Based on the survey results, skilled, knowledgeable, caring, compassionate nursing is what the people of Alberta want. That is what you are, and what you do because it is in your nature. Now you have to make sure to Talk-the-Walk if you are going to get the respect and rewards you deserve. This is how you show commitment to your profession and yourself as a professional. You also need to have conversations with your friends, families, and personal networks so they can understand and value the role, responsibility and relationship of Licensed Practical Nurses in the health care system of Alberta, and the people you serve.

Your message will be clear: Licensed Practical Nurses provide Competent, Committed Care and play an important role in the effectiveness of Alberta’s health care system.

What will your College do?

Communicate, communicate, and communicate!! We have worked closely with Linda Stanger, Executive Director of CLPNA and her team in formulating a plan which involves sharing LPN messaging with key audiences including other health care professionals, stakeholders, policy decision-makers, media and Albertans.

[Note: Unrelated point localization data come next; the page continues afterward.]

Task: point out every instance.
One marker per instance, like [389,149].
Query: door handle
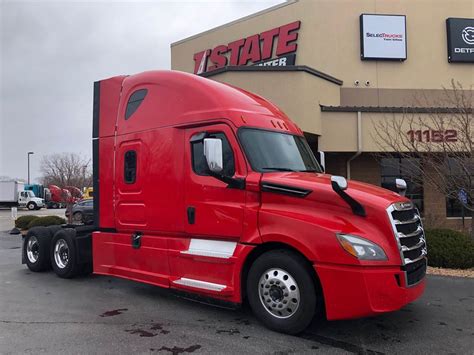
[136,240]
[191,211]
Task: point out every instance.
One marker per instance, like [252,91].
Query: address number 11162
[431,135]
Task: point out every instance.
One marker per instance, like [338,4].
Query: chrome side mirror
[401,186]
[340,181]
[213,154]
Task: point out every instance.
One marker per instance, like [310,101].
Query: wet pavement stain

In addition to connecting with the mainstream media, we will be using social media as a way to get our message out. The use of social media is cost-effective, immediate, relationship-based, and encourages word-of-mouth communications. Social media efforts will be interactive with you using email, Facebook, Twitter, YouTube, and our CLPNA Blog and website for content and distribution.

Discussing on our Blog: http://blog.clpna.com
Liking us on Facebook: www.facebook.com/CLPNA
Following us on Twitter: www.twitter.com/CLPNA
Watching us on YouTube: www.youtube.com/CLPNA

We will need help from any LPN who wants to be part of the solution to help make this happen. We will be in touch and provide you with training and workshops as well as coaching and mentorship on how to use social media to get our messages out to Albertans. Learning about social media is fun. It is also a very important tool for you professionally and personally. Word of mouth is known to be the most effective method of communication, and LPNs are in the best position to use it.

The bottom line is Licensed Practical Nurses have a lot to be proud of in relation to how you contribute to the well-being of Albertans. The problem is you are too inhibited and reticent to blow your own horns. This has to change. It is not about being brash or boastful. It is about being caring and compassionate. It is about taking the time to explain to patients and other what LPNs do and to assure the public of your skills, knowledge, experience, and capacity to serve the greater good as you do your jobs – day in and day out. That’s exactly what the public wants!

One response to “Survey results lead to Social Media usage”

  1. Bravo! I have been an LPN in Alberta for almost 10 years, prior to that I practiced in Manitoba. Albertan’s, I have found, really need to be educated with what exactly LPNs roles are and I never let an opportunity pass when it presents itself to educate my patients and their families about LPNs. I do, however work with some LPNs who almost seem embarrassed or ashamed to be LPNs (they don’t wear their designation). I just don’t understand this thinking. I come from a province where LPNs are valued and our College was very active. I am so happy to see Alberta is finally waking up. Way to go!!